JIM LEHRER: In other economic news, new requests for unemployment benefits dropped unexpectedly last week, but overall remained high. The Labor Department reported the number of workers filing dipped to 639,000. Still, more than 5 million Americans are now claiming jobless benefits.
The House of Representatives moved toward passage of a bankruptcy home loan bill. It's part of a larger housing rescue package. It would let bankruptcy judges cut mortgage payments for some homeowners. Democrats praised the legislation; Republicans said it could actually raise interest rates.
REP. AL GREEN, D-Texas: The safeguards are there. The opportunity is before us. The question is, do we want to protect Home Street to the same extent that we want to protect Main Street and Wall Street? There are people who are suffering; this is the opportunity to help them.
REP. LAMAR SMITH, R-Texas: This legislation will punish the successful, tax the responsible, and hold no one accountable. If we pass this legislation, what message does it send to responsible borrowers who are making their payments on time? How can we ask them to foot the bill for their neighbors' mortgages?
JIM LEHRER: That House debate came on the same day the Mortgage Bankers Association reported a record 5.4 million American homeowners were late making mortgage payments last year.
In other news today, NATO agreed to restore its ties with Russia.
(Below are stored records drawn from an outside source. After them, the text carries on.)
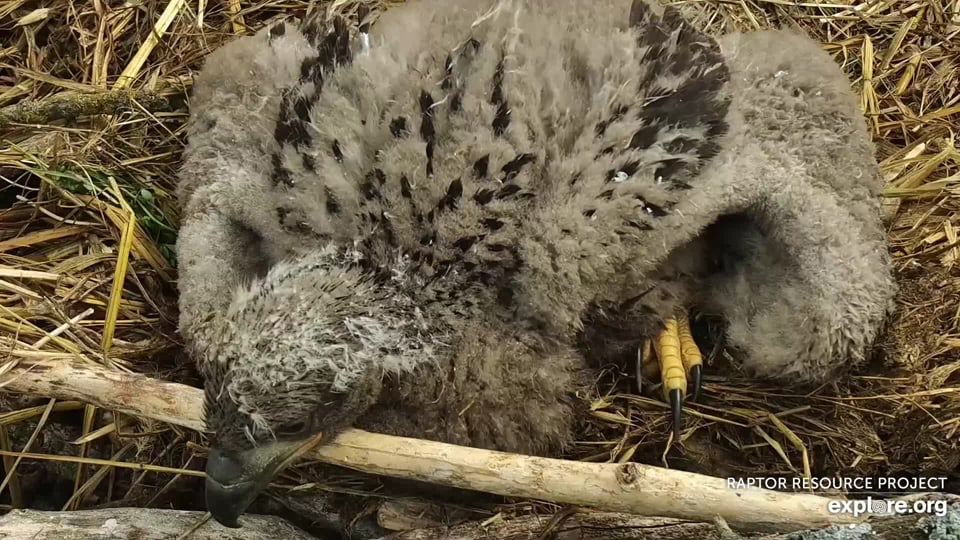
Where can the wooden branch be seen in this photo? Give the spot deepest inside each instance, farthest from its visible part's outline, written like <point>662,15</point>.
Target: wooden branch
<point>141,523</point>
<point>582,526</point>
<point>75,106</point>
<point>629,487</point>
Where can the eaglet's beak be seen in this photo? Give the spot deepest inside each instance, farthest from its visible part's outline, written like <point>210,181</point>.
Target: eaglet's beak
<point>233,482</point>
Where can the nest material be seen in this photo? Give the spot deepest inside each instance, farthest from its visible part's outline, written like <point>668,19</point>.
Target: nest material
<point>89,171</point>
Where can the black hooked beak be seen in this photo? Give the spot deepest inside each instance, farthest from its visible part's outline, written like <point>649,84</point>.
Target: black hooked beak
<point>228,493</point>
<point>233,482</point>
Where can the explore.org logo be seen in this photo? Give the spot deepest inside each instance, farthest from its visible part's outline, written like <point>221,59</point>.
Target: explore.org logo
<point>871,506</point>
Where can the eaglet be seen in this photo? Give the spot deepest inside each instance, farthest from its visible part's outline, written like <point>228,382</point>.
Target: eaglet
<point>440,230</point>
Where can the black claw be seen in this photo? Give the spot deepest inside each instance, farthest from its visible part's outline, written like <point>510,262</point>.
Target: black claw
<point>640,371</point>
<point>696,373</point>
<point>676,402</point>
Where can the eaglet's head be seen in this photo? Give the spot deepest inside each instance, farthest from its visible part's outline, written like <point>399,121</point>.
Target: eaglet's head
<point>298,353</point>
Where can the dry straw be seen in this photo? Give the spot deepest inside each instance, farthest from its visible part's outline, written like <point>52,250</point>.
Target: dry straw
<point>92,111</point>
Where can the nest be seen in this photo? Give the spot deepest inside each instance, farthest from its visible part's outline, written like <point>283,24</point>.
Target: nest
<point>93,104</point>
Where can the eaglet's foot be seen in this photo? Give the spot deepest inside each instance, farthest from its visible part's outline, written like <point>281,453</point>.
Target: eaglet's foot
<point>673,355</point>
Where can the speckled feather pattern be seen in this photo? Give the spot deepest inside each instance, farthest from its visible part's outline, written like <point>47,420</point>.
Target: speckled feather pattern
<point>438,236</point>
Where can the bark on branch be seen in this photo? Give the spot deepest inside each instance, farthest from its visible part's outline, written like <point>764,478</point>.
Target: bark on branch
<point>628,488</point>
<point>75,106</point>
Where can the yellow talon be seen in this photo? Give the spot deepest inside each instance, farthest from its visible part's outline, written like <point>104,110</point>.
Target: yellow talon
<point>690,354</point>
<point>667,347</point>
<point>677,357</point>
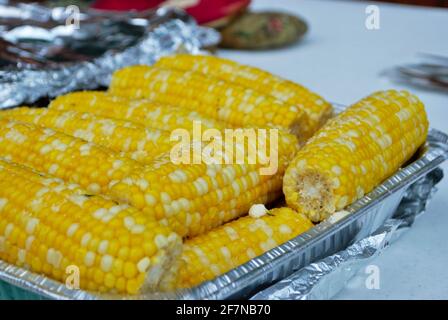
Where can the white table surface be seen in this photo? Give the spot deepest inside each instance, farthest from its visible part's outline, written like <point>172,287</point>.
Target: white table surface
<point>342,60</point>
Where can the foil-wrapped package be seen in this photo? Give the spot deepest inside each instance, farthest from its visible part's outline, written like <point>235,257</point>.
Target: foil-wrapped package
<point>48,52</point>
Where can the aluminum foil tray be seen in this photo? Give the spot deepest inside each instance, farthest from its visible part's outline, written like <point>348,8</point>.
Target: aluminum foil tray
<point>42,55</point>
<point>336,233</point>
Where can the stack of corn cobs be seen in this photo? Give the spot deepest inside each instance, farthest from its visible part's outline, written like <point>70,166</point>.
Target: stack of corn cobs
<point>90,182</point>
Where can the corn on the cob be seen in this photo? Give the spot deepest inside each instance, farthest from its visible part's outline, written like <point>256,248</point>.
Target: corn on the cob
<point>316,108</point>
<point>51,228</point>
<point>194,198</point>
<point>134,140</point>
<point>355,152</point>
<point>69,158</point>
<point>220,100</point>
<point>144,112</point>
<point>214,253</point>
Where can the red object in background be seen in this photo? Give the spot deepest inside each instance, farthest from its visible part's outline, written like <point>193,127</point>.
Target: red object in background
<point>203,11</point>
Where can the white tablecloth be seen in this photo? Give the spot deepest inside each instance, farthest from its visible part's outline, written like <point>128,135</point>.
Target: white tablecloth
<point>342,60</point>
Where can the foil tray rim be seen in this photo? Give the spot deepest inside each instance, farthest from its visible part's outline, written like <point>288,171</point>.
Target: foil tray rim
<point>224,285</point>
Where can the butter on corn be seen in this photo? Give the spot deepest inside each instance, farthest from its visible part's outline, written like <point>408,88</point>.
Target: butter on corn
<point>63,156</point>
<point>355,152</point>
<point>50,227</point>
<point>318,110</point>
<point>223,101</point>
<point>194,198</point>
<point>144,112</point>
<point>132,139</point>
<point>218,251</point>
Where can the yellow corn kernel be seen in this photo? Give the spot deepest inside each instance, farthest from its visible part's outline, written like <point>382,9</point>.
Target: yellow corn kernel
<point>194,198</point>
<point>134,140</point>
<point>44,251</point>
<point>239,106</point>
<point>218,251</point>
<point>62,156</point>
<point>315,107</point>
<point>144,112</point>
<point>355,152</point>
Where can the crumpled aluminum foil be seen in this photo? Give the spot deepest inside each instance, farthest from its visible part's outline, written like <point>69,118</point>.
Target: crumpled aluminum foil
<point>325,278</point>
<point>41,56</point>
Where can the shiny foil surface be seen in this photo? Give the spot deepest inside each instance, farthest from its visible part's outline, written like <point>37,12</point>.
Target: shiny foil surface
<point>351,237</point>
<point>44,53</point>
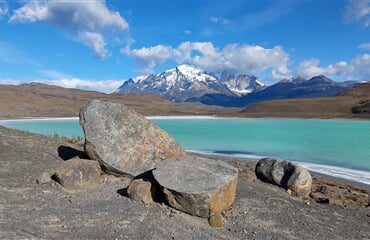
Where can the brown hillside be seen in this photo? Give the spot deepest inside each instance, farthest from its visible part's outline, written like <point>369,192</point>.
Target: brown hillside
<point>353,103</point>
<point>40,100</point>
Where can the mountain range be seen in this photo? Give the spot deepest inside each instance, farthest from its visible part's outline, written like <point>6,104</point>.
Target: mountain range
<point>41,100</point>
<point>189,84</point>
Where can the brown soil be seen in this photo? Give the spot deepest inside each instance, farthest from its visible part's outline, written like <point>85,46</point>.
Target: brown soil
<point>40,100</point>
<point>46,211</point>
<point>353,103</point>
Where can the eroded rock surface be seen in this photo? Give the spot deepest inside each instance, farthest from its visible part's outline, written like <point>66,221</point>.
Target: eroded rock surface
<point>122,140</point>
<point>78,174</point>
<point>143,191</point>
<point>197,185</point>
<point>286,174</point>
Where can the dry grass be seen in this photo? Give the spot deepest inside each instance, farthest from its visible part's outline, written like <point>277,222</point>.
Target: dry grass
<point>340,106</point>
<point>40,100</point>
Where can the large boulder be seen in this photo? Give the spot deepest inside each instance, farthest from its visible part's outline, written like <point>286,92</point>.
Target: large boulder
<point>78,174</point>
<point>123,141</point>
<point>142,190</point>
<point>286,174</point>
<point>196,185</point>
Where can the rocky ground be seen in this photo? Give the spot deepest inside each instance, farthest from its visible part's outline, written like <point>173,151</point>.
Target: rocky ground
<point>29,210</point>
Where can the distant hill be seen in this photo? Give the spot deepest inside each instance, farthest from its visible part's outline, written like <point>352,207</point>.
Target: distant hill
<point>186,83</point>
<point>41,100</point>
<point>352,103</point>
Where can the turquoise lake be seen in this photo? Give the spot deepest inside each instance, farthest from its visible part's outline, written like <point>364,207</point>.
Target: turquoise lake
<point>336,147</point>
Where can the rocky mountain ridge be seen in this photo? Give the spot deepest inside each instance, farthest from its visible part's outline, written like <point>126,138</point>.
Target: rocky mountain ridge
<point>188,84</point>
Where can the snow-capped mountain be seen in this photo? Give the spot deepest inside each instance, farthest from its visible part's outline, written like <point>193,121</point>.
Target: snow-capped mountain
<point>241,84</point>
<point>187,83</point>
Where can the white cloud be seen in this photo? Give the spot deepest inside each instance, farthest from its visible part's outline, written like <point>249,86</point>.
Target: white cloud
<point>149,58</point>
<point>87,21</point>
<point>96,42</point>
<point>3,8</point>
<point>364,46</point>
<point>358,68</point>
<point>358,11</point>
<point>52,74</point>
<point>10,82</point>
<point>106,86</point>
<point>233,57</point>
<point>221,20</point>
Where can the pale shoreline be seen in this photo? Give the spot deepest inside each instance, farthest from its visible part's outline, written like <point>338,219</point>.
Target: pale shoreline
<point>345,174</point>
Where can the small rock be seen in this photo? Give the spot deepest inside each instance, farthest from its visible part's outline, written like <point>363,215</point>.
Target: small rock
<point>44,178</point>
<point>216,220</point>
<point>142,191</point>
<point>285,174</point>
<point>336,202</point>
<point>197,185</point>
<point>251,175</point>
<point>122,140</point>
<point>78,174</point>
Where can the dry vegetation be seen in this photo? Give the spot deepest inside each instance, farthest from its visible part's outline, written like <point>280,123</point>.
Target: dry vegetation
<point>40,100</point>
<point>353,103</point>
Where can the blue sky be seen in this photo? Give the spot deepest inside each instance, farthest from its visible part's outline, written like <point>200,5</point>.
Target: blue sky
<point>99,44</point>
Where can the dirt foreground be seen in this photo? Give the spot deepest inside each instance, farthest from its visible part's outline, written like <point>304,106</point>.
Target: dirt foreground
<point>29,210</point>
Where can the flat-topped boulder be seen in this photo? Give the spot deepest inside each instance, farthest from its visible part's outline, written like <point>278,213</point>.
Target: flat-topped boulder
<point>197,185</point>
<point>291,176</point>
<point>122,140</point>
<point>78,174</point>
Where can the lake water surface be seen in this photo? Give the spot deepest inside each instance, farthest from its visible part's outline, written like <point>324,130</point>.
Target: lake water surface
<point>336,147</point>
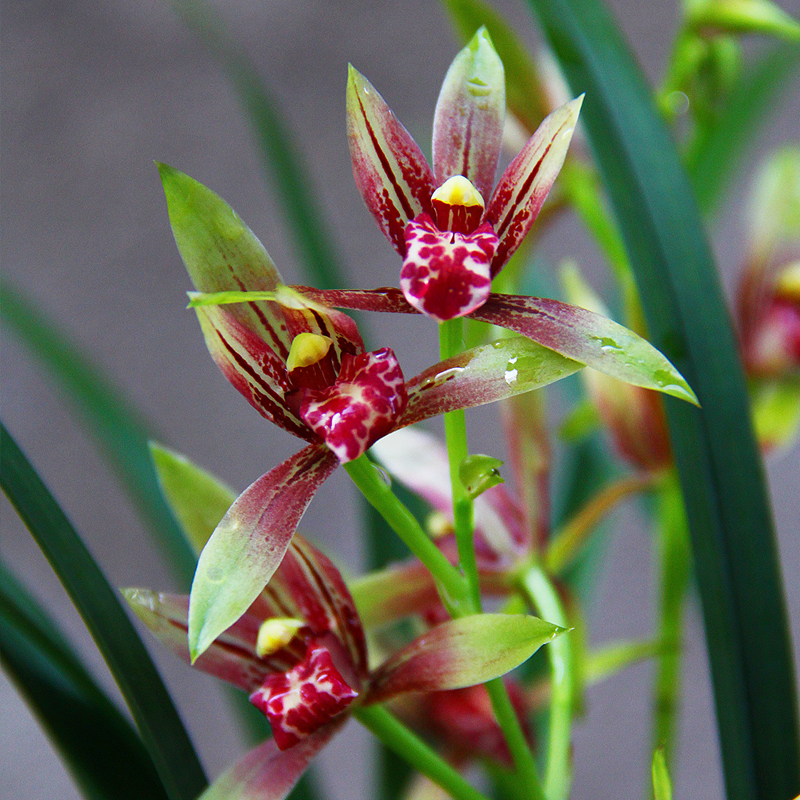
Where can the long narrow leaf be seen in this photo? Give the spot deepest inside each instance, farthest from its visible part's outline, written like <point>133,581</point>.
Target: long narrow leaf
<point>714,156</point>
<point>155,715</point>
<point>119,429</point>
<point>718,461</point>
<point>101,749</point>
<point>280,157</point>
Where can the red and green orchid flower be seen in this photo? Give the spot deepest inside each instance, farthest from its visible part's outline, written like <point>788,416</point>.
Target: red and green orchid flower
<point>453,231</point>
<point>303,366</point>
<point>299,650</point>
<point>455,234</point>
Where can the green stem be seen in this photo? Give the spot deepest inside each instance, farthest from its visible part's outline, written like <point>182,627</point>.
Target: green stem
<point>398,738</point>
<point>675,568</point>
<point>452,586</point>
<point>450,344</point>
<point>451,338</point>
<point>546,600</point>
<point>521,755</point>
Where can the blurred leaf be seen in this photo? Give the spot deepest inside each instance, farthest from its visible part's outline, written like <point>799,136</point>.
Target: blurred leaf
<point>718,152</point>
<point>279,155</point>
<point>159,725</point>
<point>118,427</point>
<point>102,751</point>
<point>721,473</point>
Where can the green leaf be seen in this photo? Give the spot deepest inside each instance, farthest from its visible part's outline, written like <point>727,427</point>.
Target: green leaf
<point>461,652</point>
<point>717,154</point>
<point>118,428</point>
<point>159,725</point>
<point>100,748</point>
<point>279,155</point>
<point>198,499</point>
<point>744,16</point>
<point>718,461</point>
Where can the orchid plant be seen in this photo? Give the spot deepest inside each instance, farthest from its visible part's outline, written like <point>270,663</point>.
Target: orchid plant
<point>409,649</point>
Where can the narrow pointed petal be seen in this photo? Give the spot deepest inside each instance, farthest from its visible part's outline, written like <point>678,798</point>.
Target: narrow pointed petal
<point>250,542</point>
<point>220,252</point>
<point>468,123</point>
<point>361,406</point>
<point>198,499</point>
<point>587,337</point>
<point>251,366</point>
<point>445,274</point>
<point>461,652</point>
<point>267,773</point>
<point>391,173</point>
<point>305,698</point>
<point>483,375</point>
<point>524,185</point>
<point>231,657</point>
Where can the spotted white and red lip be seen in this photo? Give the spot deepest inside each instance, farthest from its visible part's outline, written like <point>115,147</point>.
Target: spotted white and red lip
<point>449,263</point>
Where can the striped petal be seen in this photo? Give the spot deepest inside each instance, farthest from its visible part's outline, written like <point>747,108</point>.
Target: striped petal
<point>468,123</point>
<point>250,542</point>
<point>446,274</point>
<point>526,182</point>
<point>391,173</point>
<point>267,773</point>
<point>253,367</point>
<point>362,405</point>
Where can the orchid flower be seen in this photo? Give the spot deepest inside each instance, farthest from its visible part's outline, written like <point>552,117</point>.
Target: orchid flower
<point>300,652</point>
<point>302,365</point>
<point>455,234</point>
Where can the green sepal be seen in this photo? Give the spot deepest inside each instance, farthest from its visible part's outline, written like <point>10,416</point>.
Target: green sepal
<point>198,499</point>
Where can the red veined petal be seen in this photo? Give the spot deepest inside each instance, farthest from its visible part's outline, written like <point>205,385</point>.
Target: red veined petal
<point>361,406</point>
<point>446,274</point>
<point>524,185</point>
<point>391,173</point>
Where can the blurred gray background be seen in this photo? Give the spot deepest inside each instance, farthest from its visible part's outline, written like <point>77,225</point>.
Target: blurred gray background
<point>93,91</point>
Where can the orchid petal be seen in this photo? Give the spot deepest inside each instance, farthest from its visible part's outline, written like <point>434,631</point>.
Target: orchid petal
<point>361,406</point>
<point>391,173</point>
<point>251,366</point>
<point>446,274</point>
<point>308,586</point>
<point>305,698</point>
<point>483,375</point>
<point>468,123</point>
<point>461,652</point>
<point>524,185</point>
<point>197,499</point>
<point>587,337</point>
<point>267,773</point>
<point>220,252</point>
<point>231,657</point>
<point>250,542</point>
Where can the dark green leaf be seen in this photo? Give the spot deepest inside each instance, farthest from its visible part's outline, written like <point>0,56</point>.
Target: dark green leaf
<point>102,751</point>
<point>715,451</point>
<point>280,157</point>
<point>159,725</point>
<point>119,429</point>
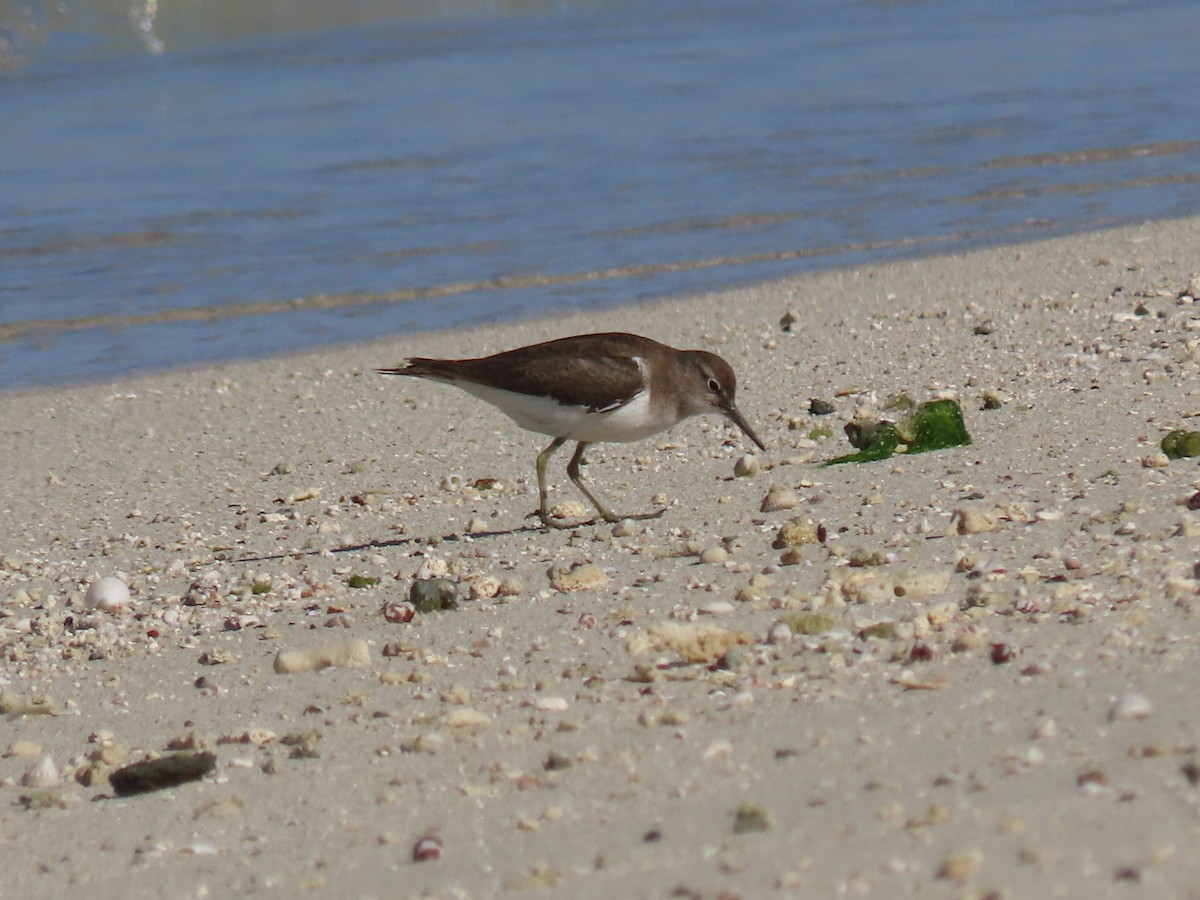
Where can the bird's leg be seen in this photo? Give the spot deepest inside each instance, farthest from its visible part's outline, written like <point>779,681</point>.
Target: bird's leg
<point>573,469</point>
<point>543,498</point>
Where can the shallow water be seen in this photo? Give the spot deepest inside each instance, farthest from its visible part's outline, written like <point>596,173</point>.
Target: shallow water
<point>207,184</point>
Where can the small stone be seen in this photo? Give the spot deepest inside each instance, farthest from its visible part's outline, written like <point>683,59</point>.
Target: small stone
<point>399,611</point>
<point>1129,706</point>
<point>23,748</point>
<point>779,633</point>
<point>433,594</point>
<point>960,868</point>
<point>466,718</point>
<point>747,466</point>
<point>795,533</point>
<point>108,594</point>
<point>432,568</point>
<point>717,607</point>
<point>353,653</point>
<point>779,498</point>
<point>580,576</point>
<point>624,528</point>
<point>427,849</point>
<point>569,509</point>
<point>42,773</point>
<point>972,520</point>
<point>484,588</point>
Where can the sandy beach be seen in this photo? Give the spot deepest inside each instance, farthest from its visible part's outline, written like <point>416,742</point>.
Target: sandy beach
<point>982,683</point>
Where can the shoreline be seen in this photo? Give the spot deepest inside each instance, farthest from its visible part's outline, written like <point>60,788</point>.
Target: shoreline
<point>929,246</point>
<point>997,707</point>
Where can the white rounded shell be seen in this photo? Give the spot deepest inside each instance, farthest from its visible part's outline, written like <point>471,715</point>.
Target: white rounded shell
<point>107,593</point>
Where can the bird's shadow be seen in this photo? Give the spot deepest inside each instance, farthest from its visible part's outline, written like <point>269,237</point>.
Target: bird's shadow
<point>453,538</point>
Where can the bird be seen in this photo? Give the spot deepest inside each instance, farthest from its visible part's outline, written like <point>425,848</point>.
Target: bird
<point>611,387</point>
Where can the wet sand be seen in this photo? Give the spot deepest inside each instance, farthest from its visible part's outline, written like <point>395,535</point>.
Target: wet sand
<point>988,688</point>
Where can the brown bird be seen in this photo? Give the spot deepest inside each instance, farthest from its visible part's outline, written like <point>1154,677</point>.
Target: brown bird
<point>589,389</point>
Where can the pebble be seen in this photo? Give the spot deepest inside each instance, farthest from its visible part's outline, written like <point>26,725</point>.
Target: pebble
<point>23,748</point>
<point>353,653</point>
<point>779,498</point>
<point>432,568</point>
<point>795,533</point>
<point>108,594</point>
<point>972,520</point>
<point>484,588</point>
<point>433,594</point>
<point>427,849</point>
<point>579,576</point>
<point>42,773</point>
<point>718,607</point>
<point>1129,706</point>
<point>779,633</point>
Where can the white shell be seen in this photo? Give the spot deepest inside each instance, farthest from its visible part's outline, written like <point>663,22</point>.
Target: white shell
<point>1128,707</point>
<point>42,773</point>
<point>107,593</point>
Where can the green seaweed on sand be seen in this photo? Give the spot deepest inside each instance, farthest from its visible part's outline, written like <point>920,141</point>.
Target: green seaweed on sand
<point>935,425</point>
<point>1180,444</point>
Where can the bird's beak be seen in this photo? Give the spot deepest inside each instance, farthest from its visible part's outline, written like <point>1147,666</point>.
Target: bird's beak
<point>736,417</point>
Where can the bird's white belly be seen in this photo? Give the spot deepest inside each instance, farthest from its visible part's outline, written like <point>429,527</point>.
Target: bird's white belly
<point>631,421</point>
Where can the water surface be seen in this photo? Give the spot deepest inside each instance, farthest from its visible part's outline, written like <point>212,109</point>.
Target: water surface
<point>204,181</point>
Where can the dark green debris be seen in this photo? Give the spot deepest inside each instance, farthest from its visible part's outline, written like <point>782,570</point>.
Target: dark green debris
<point>161,773</point>
<point>433,594</point>
<point>750,817</point>
<point>1180,444</point>
<point>936,425</point>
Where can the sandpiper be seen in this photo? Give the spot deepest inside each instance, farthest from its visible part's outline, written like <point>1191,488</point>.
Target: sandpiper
<point>589,389</point>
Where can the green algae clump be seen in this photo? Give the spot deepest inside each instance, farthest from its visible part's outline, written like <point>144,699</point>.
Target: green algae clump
<point>1180,444</point>
<point>936,425</point>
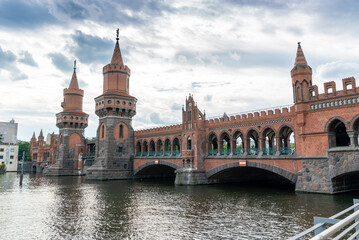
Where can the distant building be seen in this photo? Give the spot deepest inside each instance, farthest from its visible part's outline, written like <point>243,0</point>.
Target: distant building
<point>8,156</point>
<point>41,151</point>
<point>8,130</point>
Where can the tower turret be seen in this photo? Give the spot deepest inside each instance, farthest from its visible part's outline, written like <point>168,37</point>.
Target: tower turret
<point>115,135</point>
<point>71,122</point>
<point>301,77</point>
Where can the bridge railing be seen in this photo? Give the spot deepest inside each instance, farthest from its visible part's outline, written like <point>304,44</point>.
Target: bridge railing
<point>346,228</point>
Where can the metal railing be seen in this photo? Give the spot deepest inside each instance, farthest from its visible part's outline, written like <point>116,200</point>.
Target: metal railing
<point>341,228</point>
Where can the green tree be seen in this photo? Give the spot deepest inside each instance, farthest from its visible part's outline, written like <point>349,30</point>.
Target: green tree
<point>24,146</point>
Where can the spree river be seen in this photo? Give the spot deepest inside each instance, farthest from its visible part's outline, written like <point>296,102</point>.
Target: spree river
<point>74,208</point>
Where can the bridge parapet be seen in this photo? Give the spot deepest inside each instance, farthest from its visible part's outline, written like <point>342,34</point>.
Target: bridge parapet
<point>254,116</point>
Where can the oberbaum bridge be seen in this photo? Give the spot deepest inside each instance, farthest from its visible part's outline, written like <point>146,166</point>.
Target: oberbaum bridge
<point>311,145</point>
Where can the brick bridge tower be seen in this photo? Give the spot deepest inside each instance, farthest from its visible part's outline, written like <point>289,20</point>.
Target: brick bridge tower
<point>115,135</point>
<point>71,123</point>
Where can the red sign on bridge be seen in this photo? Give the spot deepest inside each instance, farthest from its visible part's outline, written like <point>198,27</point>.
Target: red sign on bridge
<point>242,163</point>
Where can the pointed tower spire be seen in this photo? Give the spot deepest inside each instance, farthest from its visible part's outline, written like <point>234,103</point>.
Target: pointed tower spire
<point>300,58</point>
<point>74,84</point>
<point>117,57</point>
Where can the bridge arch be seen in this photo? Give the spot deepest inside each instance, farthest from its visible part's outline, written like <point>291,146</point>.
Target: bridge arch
<point>291,177</point>
<point>252,141</point>
<point>212,143</point>
<point>238,142</point>
<point>157,167</point>
<point>224,143</point>
<point>337,127</point>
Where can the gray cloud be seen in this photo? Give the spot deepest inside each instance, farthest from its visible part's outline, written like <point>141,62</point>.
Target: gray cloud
<point>92,49</point>
<point>6,58</point>
<point>61,62</point>
<point>24,14</point>
<point>28,59</point>
<point>8,62</point>
<point>155,118</point>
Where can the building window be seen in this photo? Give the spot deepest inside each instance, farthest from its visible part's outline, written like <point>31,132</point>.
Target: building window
<point>121,131</point>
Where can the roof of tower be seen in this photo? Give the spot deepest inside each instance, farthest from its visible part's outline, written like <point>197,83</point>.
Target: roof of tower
<point>74,83</point>
<point>41,135</point>
<point>117,57</point>
<point>300,58</point>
The decision came at a meeting of foreign ministers in Brussels. Normal relations were frozen last summer after Russia's incursion into the former Soviet republic of Georgia.
At the same meeting, U.S. Secretary of State Clinton called for a high-level international conference on stabilizing Afghanistan, and her invitation included Iran.
HILLARY CLINTON, secretary of state: We have presented this idea, which is being discussed -- nothing has been decided -- as a way of bringing all the stakeholders and interested parties together. If we move forward with such a meeting, it is expected that Iran would be invited as a neighbor of Afghanistan.
JIM LEHRER: Separately, Clinton called for the immediate release of an Iranian-American journalist being held prisoner in Iran. Roxana Saberi has reported for the BBC, National Public Radio, and other media. She has been detained for the past month. Swiss officials are helping the U.S. gain more information on her condition and her whereabouts.
JIM LEHRER: In Iraq, a car bombing south of Baghdad killed at least 13 people. The explosion tore through a busy livestock market in a mainly Shiite area near the town of Hillah. Police said dozens more were wounded.
In political developments in Iraq, the parliament broke a deadlock and passed its 2009 budget. It was sharply reduced to $59 billion on account of falling oil prices.
The president of Sudan expelled three more aid organizations on top of 10 that were kicked out yesterday. President al-Bashir ordered the aid organizations out after the International Criminal Court issued an arrest warrant for him for war crimes.
At a rally of his supporters in Khartoum, al-Bashir denounced the U.N. and other international organizations.
OMAR AL-BASHIR, president of Sudan (through translator): We refuse to submit to colonialism and rejected all kinds of economic, political, and diplomatic pressures. For 20 years, we are in a constant battle against neocolonialism and all the tools, starting from the Security Council, the IMF, the criminal court, and all the institutions that they try to use to re-colonize people and to loot their resources and capabilities.
JIM LEHRER: Aid workers warned their expulsions could lead to a humanitarian crisis, especially in Darfur.
And U.N. Secretary-General Ban Ki-moon warned al-Bashir's actions would cause "irrevocable damage." He urged the Sudanese government to reconsider its decision.